Too often we step back from the opportunity of kairos because we fear the cross.

Jesus said it this way, “The one who seeks to save his life will lose it.” We are all hard-wired to seek self-preservation first, so resisting the cross is completely normal. However, we’ll never realize the new life Jesus has come to give us without over-riding this impulse and embracing the cross. Some questions:

  • What is the “kairos” staring at you in this season of life?
  • What opportunity does this kairos present to you?
  • What is the cross that comes with this opportunity?
  • What would it look like for you to overcome your fear and embrace the cross?

Prayer: Gracious God, the cross is hard. Always has been. Always will be. Give us grace to embrace the crosses of life and live into the Kingdom possibilities you place before us. We pray this in Jesus’ name. Amen.


2 thoughts on “The opportunity and challenge of the cross…

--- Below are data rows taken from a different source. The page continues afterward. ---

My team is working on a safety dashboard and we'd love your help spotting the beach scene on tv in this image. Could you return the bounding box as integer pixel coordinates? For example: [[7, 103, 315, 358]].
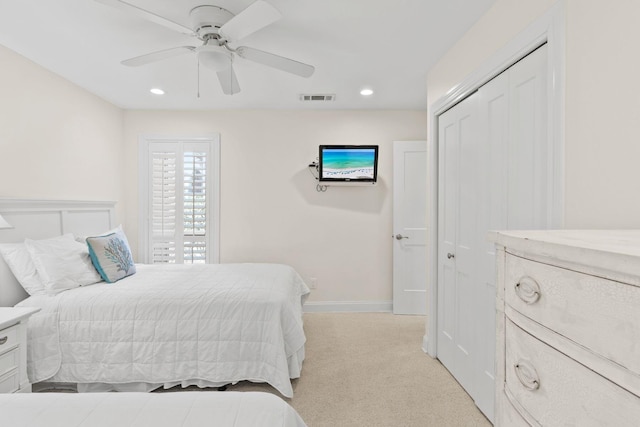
[[322, 148, 376, 179]]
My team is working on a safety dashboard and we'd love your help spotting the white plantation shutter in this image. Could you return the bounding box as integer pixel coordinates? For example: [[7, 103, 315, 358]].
[[183, 151, 208, 264], [140, 141, 217, 264], [150, 150, 178, 263]]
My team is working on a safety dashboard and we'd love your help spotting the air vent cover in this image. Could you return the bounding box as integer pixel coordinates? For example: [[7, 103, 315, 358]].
[[300, 94, 336, 101]]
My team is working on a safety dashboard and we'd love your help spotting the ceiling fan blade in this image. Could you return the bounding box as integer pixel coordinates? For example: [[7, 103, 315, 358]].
[[216, 65, 240, 95], [95, 0, 193, 35], [219, 0, 282, 41], [235, 46, 315, 77], [121, 46, 196, 67]]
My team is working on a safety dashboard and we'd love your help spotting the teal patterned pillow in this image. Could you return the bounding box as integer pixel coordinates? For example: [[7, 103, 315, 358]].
[[87, 229, 136, 283]]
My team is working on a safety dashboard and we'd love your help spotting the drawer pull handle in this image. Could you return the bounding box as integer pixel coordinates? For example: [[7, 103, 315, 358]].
[[513, 360, 540, 391], [515, 276, 540, 304]]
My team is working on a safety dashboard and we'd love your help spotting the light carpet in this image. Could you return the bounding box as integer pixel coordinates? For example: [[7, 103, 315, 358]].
[[229, 313, 491, 427]]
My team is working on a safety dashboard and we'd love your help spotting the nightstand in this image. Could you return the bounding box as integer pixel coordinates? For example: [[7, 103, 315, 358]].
[[0, 307, 40, 393]]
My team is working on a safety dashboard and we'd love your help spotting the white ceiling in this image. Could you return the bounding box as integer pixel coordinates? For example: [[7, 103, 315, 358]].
[[0, 0, 495, 110]]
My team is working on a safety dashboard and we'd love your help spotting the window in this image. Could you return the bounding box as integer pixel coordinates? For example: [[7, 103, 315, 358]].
[[140, 136, 219, 264]]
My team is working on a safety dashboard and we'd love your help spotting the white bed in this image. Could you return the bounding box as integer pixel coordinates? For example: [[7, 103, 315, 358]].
[[0, 391, 306, 427], [0, 201, 309, 397]]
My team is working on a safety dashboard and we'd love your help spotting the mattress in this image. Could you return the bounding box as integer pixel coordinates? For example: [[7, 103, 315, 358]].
[[18, 264, 309, 397], [0, 391, 305, 427]]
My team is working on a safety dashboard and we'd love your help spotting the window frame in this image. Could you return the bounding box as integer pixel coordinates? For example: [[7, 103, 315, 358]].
[[137, 134, 220, 264]]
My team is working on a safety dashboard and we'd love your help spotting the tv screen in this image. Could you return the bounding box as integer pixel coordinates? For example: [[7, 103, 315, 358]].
[[318, 145, 378, 183]]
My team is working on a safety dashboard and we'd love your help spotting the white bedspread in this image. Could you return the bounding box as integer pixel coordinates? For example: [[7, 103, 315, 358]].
[[18, 264, 309, 397], [0, 391, 305, 427]]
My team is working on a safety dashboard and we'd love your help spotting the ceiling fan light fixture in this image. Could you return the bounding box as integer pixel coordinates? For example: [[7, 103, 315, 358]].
[[196, 45, 231, 72]]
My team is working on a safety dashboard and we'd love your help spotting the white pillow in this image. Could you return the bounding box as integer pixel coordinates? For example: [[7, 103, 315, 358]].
[[0, 243, 45, 295], [24, 234, 101, 294]]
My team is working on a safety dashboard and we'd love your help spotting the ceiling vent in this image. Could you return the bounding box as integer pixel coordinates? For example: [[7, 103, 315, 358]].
[[300, 94, 336, 101]]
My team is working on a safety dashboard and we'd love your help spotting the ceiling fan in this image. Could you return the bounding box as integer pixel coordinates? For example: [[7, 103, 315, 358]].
[[96, 0, 315, 95]]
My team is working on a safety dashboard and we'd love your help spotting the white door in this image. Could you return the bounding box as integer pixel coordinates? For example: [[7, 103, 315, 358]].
[[392, 141, 427, 315], [438, 94, 478, 396], [437, 46, 550, 420]]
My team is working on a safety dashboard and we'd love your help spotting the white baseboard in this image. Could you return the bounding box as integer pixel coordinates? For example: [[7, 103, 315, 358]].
[[302, 301, 393, 313]]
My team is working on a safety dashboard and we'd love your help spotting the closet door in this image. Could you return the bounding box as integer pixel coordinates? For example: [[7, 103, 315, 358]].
[[438, 94, 478, 396], [437, 41, 550, 420]]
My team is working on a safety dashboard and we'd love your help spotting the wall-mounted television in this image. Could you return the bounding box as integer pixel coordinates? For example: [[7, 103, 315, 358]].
[[318, 145, 378, 184]]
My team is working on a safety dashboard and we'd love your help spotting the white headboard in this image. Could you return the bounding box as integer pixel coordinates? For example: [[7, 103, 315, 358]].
[[0, 199, 116, 307]]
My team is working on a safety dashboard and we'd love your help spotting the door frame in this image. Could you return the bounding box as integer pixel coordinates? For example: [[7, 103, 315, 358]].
[[423, 1, 565, 358]]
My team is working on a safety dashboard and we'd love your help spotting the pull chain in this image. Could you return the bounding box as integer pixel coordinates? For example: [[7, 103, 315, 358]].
[[198, 60, 200, 99]]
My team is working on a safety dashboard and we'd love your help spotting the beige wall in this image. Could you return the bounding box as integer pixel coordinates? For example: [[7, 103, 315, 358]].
[[427, 0, 640, 228], [0, 46, 124, 222], [0, 41, 427, 302], [124, 110, 427, 302]]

  1. After reading the 1st reading from this Sunday’s (4/24) lectionary taken from ACTS 14:21-27, I thought more about this blog about the implications of the cross. It evoked a question I’ve thought about for some time.
    The reading begins with verses 21 & 22: “After Paul and Barnabas had proclaimed the good news to that city and made a considerable number of disciples, they returned to Lystra and to Iconium and to Antioch. They strengthened the spirits of the disciples and exhorted them to persevere in the faith, saying, ‘It is necessary for us to undergo many hardships
    to enter the kingdom of God.’”
    It is the last sentence that stopped me, specifically the words “NECESSARY” and “MANY. It isn’t “may require” or “might involve”. It is “necessary”. It also isn’t “an occasional” or “a few”. It is “many”.
    The high likelihood that being a devoted follower of Christ involves doesn’t surprise me, but to say it is essentially required to have lots of hardships is not only daunting, but to a certain extent seems to contradict the core belief of being saved by grace alone and not by works.
    Re-phrasing the last sentence of verse 22 says if we don’t suffer many hardships because of our faith we won’t enter the kingdom of God. I am not deterred by the statement, and in fact have suffered hardships already, but for it to be a requirement vs. a likely outcome, feels in conflict with the gift of free grace.

    • Great questions Tim. Three things:

      1. While there are universal principals contained in the scriptures, there are also parts that speak to specific situations and contexts at a given time. In Lystra, Iconium, and Antioch the believers in question were literally being persecuted, some killed. Staying true to the faith in that situation might require allegiance unto death.

      2. To a lesser extent, however, ALL believers have to endure difficulties for the sake of Christ in our journey as disciples. That’s just a fact. As Jesus said, “take up your cross and follow me”.

      3. It can be confusing for us Protestants because we tend to equate “salvation” and “enter the Kingdom of God”. Not the same thing. We are given an identity as children of God by grace alone, through faith in Christ Jesus. That puts us at step one. We are part of God’s family. However, to mature in faith is to embrace the Kingdom of God more deeply. It is to surrender my life to the ways of Kingdom of God – in my time (Sabbath rest, daily abiding with the Lord via scripture/prayer, so on) in my money (surrendering 10% of my income off the top, reflecting God’s generosity toward others) in my relationships (committing myself to those I love, forgiving those who sin against me), and so on. I can be a newborn child of God in my baptism and do none of the Kingdom things I mentioned. As such, I am “saved” but I know little of the life Jesus came to give us right now – not just at my death.

      Let’s talk more soon. Need to catch up! Love you brother.